Stand: 07/2026 · Quelle: EUR-Lex: VO (EU) 2022/2554
Schwerwiegender IKT-Vorfall
Ein schwerwiegender IKT-Vorfall ist eine Störung mit erheblichen negativen Auswirkungen auf kritische Funktionen eines Finanzunternehmens. DORA verlangt seine gestaffelte Meldung an die zuständige Behörde.
Stand: 07/2026 · Quelle: EUR-Lex: VO (EU) 2022/2554
ISO 27001 & TISAX
ISMS
Ein Informationssicherheits-Managementsystem ist der systematische Rahmen aus Leitlinien, Prozessen und Kontrollen zur Steuerung der Informationssicherheit – zertifizierbar nach ISO/IEC 27001.

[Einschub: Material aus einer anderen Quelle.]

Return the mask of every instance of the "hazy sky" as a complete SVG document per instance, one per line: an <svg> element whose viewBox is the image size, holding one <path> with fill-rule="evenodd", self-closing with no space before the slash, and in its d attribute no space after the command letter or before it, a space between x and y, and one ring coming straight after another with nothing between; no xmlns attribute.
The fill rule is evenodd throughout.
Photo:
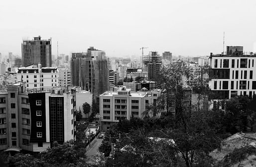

Auch: Informationssicherheits-Managementsystem. Stand: 07/2026 · Quelle: ISO/IEC 27001
Statement of Applicability
Das Statement of Applicability (SoA) dokumentiert, welche Annex-A-Controls der ISO 27001 anwendbar sind, wie sie umgesetzt werden, und begründet etwaige Ausschlüsse.
Auch: SoA, Erklärung zur Anwendbarkeit. Stand: 07/2026 · Quelle: ISO/IEC 27001
Annex-A-Controls
Annex A der ISO/IEC 27001:2022 listet 93 Sicherheitscontrols in vier Themen – organisatorisch, personell, physisch und technologisch –, aus denen Organisationen risikobasiert auswählen.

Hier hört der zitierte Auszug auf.